Pôle position du 17 juillet 2010
Défendons l’héritage politique et linguistique de notre pays !
Par Georges Gastaud, auteur de « Lettre ouverte aux ‘bons Français’ qui assassinent la France »
Depuis quelques mois, Lady Martine Aubry tente de lancer sur le marché des « idées » politiques le concept américain de « care » (un mot anglais imprononçable qui signifie « soin », « sollicitude » ou mieux, « prévenance » en bon français : car les mots ne manquent pas dans la langue de Molière dès lors qu’on a la ferme résolution de respecter sa langue maternelle, de ne pas snober le bon peuple ignare qui la parle et de ne pas faire allégeance à l’Empire anglo-saxon jusque dans le vocabulaire) ; manifestement plus fascinée par Obama et par la Comtesse de Ségur que par Jaurès et Rousseau, l’héritière de Jacques Delors propose même de substituer aux trois plus beaux mot de la langue française, « liberté, égalité, fraternité », l’horrible devise « liberté, égalité, « care » », tellement plus douce aux oreilles des dames patronnesses des beaux quartiers…

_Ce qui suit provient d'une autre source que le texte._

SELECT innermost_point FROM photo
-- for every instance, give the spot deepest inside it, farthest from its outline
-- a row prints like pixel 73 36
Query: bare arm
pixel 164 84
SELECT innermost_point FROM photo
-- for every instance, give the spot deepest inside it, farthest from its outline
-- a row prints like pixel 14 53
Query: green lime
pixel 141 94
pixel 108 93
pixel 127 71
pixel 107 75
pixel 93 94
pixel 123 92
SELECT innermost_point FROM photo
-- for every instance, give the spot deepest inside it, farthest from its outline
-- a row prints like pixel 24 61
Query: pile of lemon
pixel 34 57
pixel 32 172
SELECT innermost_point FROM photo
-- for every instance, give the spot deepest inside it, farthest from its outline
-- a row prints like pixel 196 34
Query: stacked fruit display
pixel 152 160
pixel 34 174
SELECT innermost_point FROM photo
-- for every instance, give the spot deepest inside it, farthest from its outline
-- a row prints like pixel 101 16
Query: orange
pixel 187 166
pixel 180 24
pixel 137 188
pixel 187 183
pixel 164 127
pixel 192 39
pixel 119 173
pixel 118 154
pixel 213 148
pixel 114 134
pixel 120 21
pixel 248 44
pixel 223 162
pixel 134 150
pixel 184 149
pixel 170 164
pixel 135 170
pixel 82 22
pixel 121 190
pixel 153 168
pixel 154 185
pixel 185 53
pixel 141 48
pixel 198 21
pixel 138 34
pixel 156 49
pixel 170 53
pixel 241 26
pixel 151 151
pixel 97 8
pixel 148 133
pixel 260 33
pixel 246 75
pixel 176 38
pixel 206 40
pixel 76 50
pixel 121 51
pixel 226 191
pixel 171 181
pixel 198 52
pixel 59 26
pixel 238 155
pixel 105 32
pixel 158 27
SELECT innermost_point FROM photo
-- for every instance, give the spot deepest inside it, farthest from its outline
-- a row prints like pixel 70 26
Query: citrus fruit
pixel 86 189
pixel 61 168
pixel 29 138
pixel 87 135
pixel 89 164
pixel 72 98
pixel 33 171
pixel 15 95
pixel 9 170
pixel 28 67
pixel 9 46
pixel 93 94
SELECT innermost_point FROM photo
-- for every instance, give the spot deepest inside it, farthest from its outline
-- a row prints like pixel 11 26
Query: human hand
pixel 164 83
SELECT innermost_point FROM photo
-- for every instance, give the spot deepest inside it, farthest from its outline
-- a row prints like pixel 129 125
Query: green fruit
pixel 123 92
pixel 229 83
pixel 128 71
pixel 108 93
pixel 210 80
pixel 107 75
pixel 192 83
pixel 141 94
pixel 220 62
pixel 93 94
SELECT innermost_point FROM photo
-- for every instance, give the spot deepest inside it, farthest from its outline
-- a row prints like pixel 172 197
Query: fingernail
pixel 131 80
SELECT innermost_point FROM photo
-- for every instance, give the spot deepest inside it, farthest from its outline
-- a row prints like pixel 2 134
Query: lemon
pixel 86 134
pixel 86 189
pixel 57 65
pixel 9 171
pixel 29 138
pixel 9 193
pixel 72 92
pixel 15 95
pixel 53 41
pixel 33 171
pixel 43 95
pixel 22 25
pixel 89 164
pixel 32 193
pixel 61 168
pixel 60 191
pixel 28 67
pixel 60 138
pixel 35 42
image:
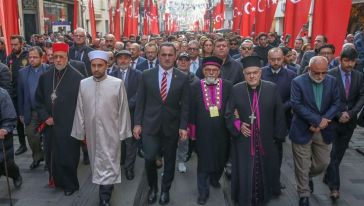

Bien entendu, une partie de la gauche « alternative », soi-disant critique envers le PS, -par ex. « Alternatives économiques », se porte aussitôt à la rescousse d’Aubry au nom de la « supériorité » de l’anglais, des vertus du système politique américain (que les 80 millions de personnes hyper-pauvres qui survivent dans le pays le plus riche du monde n’ont manifestement pas encore bien comprises…) et de la nécessité de sortir les Français de leur « égoïsme » congénital. Pour le parti « socialiste », ce n’est pas un coup d’essai, car dans son livre « De battre ma gauche s’est arrêté » (et mon cerveau de travailler…), le président du CR d’Ile-de-France, le peu charismatique Huchon déclarait ouvertement qu’il se sentait plus à l’aise dans les pays scandinaves et anglo-saxons que dans la région capitale de la France. Hélas, nos concitoyens franciliens ne sont guère rancuniers envers qui les insulte…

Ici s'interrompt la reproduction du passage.